USA: The 43 km TEX Rail commuter line linking central Fort Worth with Dallas/Fort Worth International Airport opened on January 10, when the first train left North Side station at 03.38.

The line developed by regional transport authority Trinity Metro starts at the Texas & Pacific Station in Fort Worth and follows existing freight railway alignments through northeast Tarrant County, North Richland Hills and Grapevine, then a new alignment to reach Terminal B at the airport.

There are nine stations, including two existing stations in Fort Worth shared with the Trinity Railway Express service and two stations within the boundary of the airport. The terminus at Terminal B was funded by the airport.

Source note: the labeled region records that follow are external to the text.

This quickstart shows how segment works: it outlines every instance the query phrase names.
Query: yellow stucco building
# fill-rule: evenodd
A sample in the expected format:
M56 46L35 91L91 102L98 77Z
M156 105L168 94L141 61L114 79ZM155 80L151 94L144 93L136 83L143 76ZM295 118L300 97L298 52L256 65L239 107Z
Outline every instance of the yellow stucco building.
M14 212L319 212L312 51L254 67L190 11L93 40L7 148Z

The launch of services had been scheduled for January 5, but was postponed the previous evening because a hardware installation problem with a signal required further testing to be undertaken before the Federal Railroad Administration would approved the use of the entire route.

Trains run hourly with a journey time of 52 min. Travel is free until February when a single fare of $2·50 will be introduced, with discounts available. Initial ridership is predicted to be 8 000 passengers/day by the end of the first year, growing to nearly 14 000 passengers/day by 2035.

The Fort Worth Transportation Authority (now Trinity Metro) board approved the TEX Rail project in August 2013, and an agreement to go ahead was signed with the Fort Worth & Western Railroad, Dallas Area Rapid Transit, Union Pacific and Amtrak in December 2015. The Federal Transit Administration provided a letter of no prejudice enabling the start of construction procurement activities in June 2016, and groundbreaking ceremonies were held at three locations on August 24 2016.

A joint venture of Parsons and TranSystems was design consultant, and an joint venture of Archer Western and Herzog undertook construction.

In December 2016 the FTA signed a $499·4m Capital Investment Grant agreement to meet about half the $1·03bn cost of the project.

Stadler has supplied a fleet of eight Flirt diesel multiple-units under a $100m contract awarded by in June 2015. This was the first US order for the Flirt family, and the first time Stadler had won a contract which included federal funding and was therefore subject to Buy America regulations requiring 60% of the contract value to be sourced in the USA. The aluminium bodyshells and bogies were produced in Switzerland, with final assembly taking place in North Salt Lake, Utah.

The 130 km/h DMUs meet FRA alternative vehicle technology requirements for use on lines shared with freight trains. They have two Deutz 520 kW diesel engines complying with EPA Tier 4 Final emission standards housed in a centre module. There are 224 seats with side tables and USB sockets, as well as an Americans with Disabilities Act compliant toilet.